Kerry’s absence added to the series feeling tired. Peyton could go for the rest of the post-season. Morant was sitting behind a grizzly chair in a T-shirt. And now Kerr has had to watch the game from home, part of a television viewing audience that has settled into a corneal tired theater evening.

Golden State has a well-deserved reputation for playing a sophisticated brand of basketball. But this is a team that can also win ugly, no small assets in the post-season.

“We’ve been here before and we know how to play games like this,” Karim said.
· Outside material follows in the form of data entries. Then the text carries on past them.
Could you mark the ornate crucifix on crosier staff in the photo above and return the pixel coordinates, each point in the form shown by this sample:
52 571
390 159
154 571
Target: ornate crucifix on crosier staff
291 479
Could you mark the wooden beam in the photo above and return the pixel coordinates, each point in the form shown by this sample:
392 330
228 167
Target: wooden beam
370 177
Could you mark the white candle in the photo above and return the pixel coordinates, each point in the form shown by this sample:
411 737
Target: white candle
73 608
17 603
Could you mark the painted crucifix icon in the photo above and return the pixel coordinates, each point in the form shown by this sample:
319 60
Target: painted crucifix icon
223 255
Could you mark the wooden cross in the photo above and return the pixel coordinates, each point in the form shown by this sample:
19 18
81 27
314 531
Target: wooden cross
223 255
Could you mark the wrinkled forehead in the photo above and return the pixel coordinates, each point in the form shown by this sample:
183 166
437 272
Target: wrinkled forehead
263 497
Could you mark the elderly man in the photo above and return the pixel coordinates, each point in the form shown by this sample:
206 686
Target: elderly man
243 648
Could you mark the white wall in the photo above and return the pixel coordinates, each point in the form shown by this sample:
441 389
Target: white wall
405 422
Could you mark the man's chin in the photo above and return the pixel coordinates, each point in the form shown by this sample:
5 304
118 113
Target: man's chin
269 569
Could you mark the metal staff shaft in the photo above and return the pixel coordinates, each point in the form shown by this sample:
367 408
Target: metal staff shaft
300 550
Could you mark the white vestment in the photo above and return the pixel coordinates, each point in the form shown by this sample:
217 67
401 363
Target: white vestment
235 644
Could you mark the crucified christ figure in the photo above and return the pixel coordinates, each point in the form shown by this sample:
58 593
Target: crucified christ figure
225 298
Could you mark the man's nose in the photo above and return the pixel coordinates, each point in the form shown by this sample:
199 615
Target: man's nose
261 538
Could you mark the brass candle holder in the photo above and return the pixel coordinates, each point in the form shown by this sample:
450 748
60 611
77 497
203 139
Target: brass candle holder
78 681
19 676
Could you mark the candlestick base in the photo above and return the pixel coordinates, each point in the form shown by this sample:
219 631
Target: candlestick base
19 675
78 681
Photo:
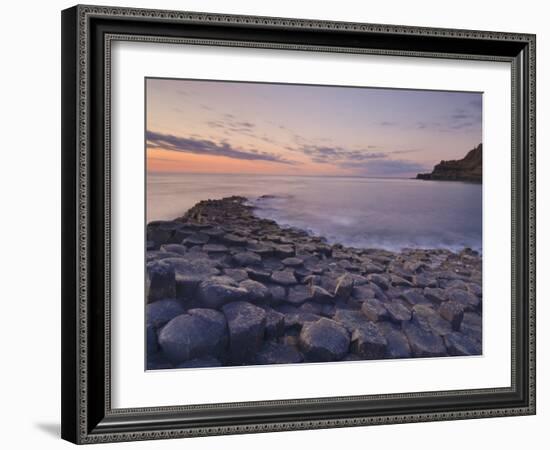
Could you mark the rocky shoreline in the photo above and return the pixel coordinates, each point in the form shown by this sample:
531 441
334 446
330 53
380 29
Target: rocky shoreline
469 168
226 288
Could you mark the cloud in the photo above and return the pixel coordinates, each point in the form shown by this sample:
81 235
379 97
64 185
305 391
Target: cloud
208 147
329 154
385 167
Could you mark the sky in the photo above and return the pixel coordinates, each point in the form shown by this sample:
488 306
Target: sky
197 126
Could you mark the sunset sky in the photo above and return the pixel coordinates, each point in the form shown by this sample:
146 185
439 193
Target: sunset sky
234 127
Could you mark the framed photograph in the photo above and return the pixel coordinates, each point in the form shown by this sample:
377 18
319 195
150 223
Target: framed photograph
280 224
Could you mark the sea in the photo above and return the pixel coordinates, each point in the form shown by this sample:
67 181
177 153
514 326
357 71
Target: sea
388 213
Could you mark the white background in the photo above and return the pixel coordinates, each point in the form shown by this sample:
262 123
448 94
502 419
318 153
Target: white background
30 190
132 387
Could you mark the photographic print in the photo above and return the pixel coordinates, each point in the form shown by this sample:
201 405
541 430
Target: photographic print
290 224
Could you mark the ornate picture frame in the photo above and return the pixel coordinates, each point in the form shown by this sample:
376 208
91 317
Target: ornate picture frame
88 33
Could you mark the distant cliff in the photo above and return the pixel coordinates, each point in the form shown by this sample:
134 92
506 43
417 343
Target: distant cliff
465 169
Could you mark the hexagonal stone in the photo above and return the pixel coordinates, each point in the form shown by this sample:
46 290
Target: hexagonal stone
397 311
374 310
430 320
398 344
299 294
237 275
423 343
293 262
217 291
274 324
258 274
274 353
257 292
436 295
162 311
246 323
363 292
381 281
324 340
296 320
247 259
459 344
159 281
190 336
368 343
350 319
233 239
471 325
173 248
284 277
215 248
453 312
196 239
465 298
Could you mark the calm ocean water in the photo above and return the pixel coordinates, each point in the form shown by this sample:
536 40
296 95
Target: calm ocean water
359 212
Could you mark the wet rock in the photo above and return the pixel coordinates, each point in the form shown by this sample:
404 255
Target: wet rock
247 259
452 312
398 344
257 292
324 340
196 239
152 339
424 281
423 343
274 353
369 268
351 320
435 295
470 301
321 295
293 262
339 285
283 251
397 311
312 307
217 291
396 280
260 248
381 281
368 342
274 324
278 293
257 274
178 249
197 363
246 323
459 344
471 325
160 281
414 297
284 277
233 239
162 311
363 292
296 320
190 336
430 320
215 248
237 275
299 294
374 310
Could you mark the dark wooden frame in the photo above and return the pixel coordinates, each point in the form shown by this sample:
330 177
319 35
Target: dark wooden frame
87 32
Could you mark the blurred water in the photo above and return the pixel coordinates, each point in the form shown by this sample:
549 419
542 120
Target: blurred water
359 212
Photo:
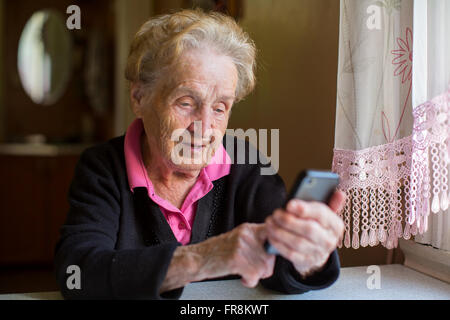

Without Morant, Memphis wanted to ruin it. After delivering limited minutes in recent weeks, Stephen Adams started from the center and was good, finishing with 10 points and 15 rebounds. The problem was with everyone else. Brooks hit 5 of 19 from the field. Kyle Anderson went 2 of 7 from the penalty shootout. Jackson missed all seven three-point attempts.

“It’s hard when it happens,” he said. “I wanted more of myself.”

The question is whether Memphis has more to give. These young grizzlies seem to need post-season sessions – a quick fusion of the secrets of winning high stakes. They have won a lot in the regular season, ending up with the second best record in the NBA, but win when every game is emotional, when critical rough calls are useless, when defending easy shots is difficult and hard shots are impossible, when free kicks do not feel so free? Learning all this can take years and many players never do. The Grizzlies may have to play as if – without the best player.

Memphis did not disclose the specifics of Morant’s injury, but he was not insured against knee problems. In November, during a terrible start to the regular season, he wiped his left knee and then incorporated it into the league’s health and safety protocols, skipping 12 games. He missed a few more games at the end of the regular season with knee pain.

Nevertheless, Adams said the team could improve on Game 5, which he described as “easy” and “reassuring”. And what were they?

“I can not disclose this information, my friend,” he said. “Keep it a secret. But this is not a difficult case. This is not something we can do. Put it that way. “

Memphis still has time to figure it out. But not so much, especially against Golden State.